8 comments

  • Scaevolus 5 hours ago ago

    Client-side frame extraction is far too slow to be usable for large volumes of data.

    You want to precompute the contact sheets and serve them to users. You can encode them with VP9, mux to IVF format, and use the WebCodec API to decode them in the browser (2000B-3000B per 240x135 frame, so ~3MB/hour for a thumbnail every 4 seconds). Alternatively, you can make the contact sheets with JPEG, but there are dimension restrictions, reflow is slightly fiddly, and it doesn't exploit intra-frame compression.

    I made a simple Python/Flask utility for lossless cutting that uses this to present a giant contact sheet to quickly select portions of a video to extract.

    • haasiy 16 minutes ago ago

      Actually, I started with the precomputing approach you mentioned. But I realized that for many users, setting up a backend to process videos or managing pre-generated assets is a huge barrier.

      I purposely pivoted to 100% client-side extraction to achieve zero server load and a one-line integration. While it has limits with massive data, the 'plug-and-play' nature is the core value of VAM-Seek. I'd rather give people a tool they can use in 5 seconds than a high-performance system that requires 5 minutes of server config.

  • fc417fc802 5 hours ago ago

    > All frame extraction happens client-side via canvas – no server processing, no pre-generated thumbnails.

    Doesn't that mean the client has to grab a bunch of extra data when it first opens the page, at least if the user calls up the seek feature? Since you effectively have to grab various frames from all throughout the video to generate the initial batch. It seems like it would make more sense to have server side thumbnails here as long as they're reasonably sparse and low quality.

    Although I admit that one line client side integration is quite compelling.

    • haasiy 12 minutes ago ago

      Exactly. I view this cache similarly to how a browser (or Google Image Search) caches thumbnails locally. Since I'm only storing small Canvas elements, the memory footprint is much smaller than the video itself. To keep it sustainable, I'm planning to implement a trigger to clear the cache whenever the video source changes, ensuring the client's memory stays fresh.

  • dotancohen 5 hours ago ago

    This looks absolutely terrific if it is performative. How long does this library take to generate the thumbnails and the seek bar for e.g. a 60 minute video, on 8-year-old desktop hardware? Or on older mobile devices? For reference, my current desktop is from 2012.

    • haasiy 11 minutes ago ago

      Love the setup! A 2012 machine is a classic.

      To answer your question: VAM-Seek doesn't pre-render the entire 60 minutes. It only extracts frames for the visible grid (e.g., 24-48 thumbnails) using the browser's hardware acceleration via Canvas.

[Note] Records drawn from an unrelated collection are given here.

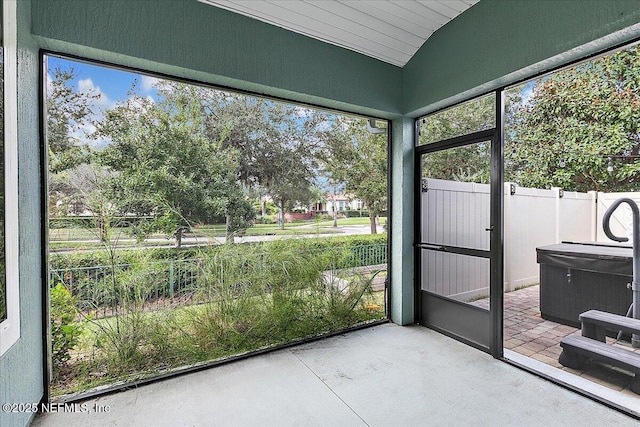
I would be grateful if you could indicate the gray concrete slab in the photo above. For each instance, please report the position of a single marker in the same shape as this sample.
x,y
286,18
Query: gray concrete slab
x,y
382,376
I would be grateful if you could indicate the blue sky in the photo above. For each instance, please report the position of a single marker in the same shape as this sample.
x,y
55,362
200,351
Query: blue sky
x,y
113,83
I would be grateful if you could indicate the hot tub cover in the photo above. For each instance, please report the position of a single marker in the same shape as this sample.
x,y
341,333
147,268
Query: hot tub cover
x,y
592,257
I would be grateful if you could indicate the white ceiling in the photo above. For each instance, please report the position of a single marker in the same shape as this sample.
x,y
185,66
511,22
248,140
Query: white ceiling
x,y
389,30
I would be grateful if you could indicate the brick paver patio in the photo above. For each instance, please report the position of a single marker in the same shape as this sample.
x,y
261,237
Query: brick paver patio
x,y
527,333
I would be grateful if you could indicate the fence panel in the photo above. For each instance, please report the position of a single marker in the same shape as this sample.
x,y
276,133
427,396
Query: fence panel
x,y
106,291
621,223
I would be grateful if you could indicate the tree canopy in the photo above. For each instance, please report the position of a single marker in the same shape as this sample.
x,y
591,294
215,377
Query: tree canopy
x,y
357,158
575,122
166,167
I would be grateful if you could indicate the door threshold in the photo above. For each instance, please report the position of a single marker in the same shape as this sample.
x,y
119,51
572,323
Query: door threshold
x,y
627,403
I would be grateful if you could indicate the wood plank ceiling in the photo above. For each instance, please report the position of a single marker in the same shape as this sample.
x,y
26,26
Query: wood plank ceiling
x,y
389,30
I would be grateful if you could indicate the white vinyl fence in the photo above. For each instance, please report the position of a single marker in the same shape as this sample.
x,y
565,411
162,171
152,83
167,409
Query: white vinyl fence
x,y
457,214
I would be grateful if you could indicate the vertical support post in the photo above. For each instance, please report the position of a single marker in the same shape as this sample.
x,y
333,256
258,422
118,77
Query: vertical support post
x,y
401,193
496,288
594,215
557,196
508,274
171,281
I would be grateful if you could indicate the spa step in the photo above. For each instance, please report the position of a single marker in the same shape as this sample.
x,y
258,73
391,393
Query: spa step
x,y
595,323
577,351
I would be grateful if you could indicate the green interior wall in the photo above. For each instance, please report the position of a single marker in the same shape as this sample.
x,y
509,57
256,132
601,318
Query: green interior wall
x,y
21,368
186,38
492,44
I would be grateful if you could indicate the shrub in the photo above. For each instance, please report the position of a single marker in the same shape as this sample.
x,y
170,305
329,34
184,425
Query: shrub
x,y
65,331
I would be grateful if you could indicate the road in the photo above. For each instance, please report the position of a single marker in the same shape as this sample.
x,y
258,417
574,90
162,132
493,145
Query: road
x,y
188,241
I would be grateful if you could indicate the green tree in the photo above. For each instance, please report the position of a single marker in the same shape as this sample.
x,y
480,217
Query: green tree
x,y
574,122
167,168
276,143
69,115
357,158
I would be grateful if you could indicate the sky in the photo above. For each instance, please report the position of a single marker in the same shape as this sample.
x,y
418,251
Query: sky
x,y
110,82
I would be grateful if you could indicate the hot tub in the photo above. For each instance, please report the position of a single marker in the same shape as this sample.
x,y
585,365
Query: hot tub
x,y
576,277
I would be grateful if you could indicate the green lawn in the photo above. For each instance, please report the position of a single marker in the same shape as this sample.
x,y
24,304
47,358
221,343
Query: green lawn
x,y
85,238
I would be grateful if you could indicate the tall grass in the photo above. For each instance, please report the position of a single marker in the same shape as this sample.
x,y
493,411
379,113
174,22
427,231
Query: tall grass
x,y
246,298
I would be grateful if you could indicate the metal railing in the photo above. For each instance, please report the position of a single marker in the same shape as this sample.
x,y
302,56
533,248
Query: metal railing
x,y
105,290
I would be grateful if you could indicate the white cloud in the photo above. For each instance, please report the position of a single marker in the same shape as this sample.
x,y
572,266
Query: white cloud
x,y
147,83
102,102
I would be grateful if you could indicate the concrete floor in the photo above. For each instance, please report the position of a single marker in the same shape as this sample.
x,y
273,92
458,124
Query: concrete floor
x,y
381,376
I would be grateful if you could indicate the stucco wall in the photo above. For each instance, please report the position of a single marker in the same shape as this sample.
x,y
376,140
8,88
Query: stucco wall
x,y
190,39
21,368
498,42
492,44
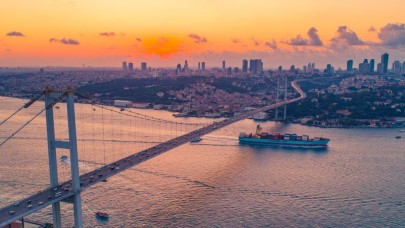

      On older hardware, the bottleneck is usually the browser's video seeking speed, not the generation itself. Even on a 2012 desktop, it should populate the grid in a few seconds. If it takes longer... well, that might be your PC's way of asking for a retirement plan! ;)

  • littlestymaar 7 hours ago ago

    The idea is very compelling, it solves a real use-case. I will definitely take inspiration from that.

    However, the execution is meh. The UX is terrible (on mobile at least) and the code and documentation are an overly verbose mess. The entire project ought to fit in the size of the AI generated readme. Using AI for exploration and prototyping is fine, but you can't ship that slop mate, you need to do the polishing yourself.

    • haasiy 18 minutes ago ago

      I intentionally used AI to draft the README so it's optimized for other AI tools to consume. My priority wasn't 'polishing' for human aesthetics, but rather hitting the 15KB limit and ensuring 100% client-side execution. I'd rather spend my time shipping the next feature than formatting text.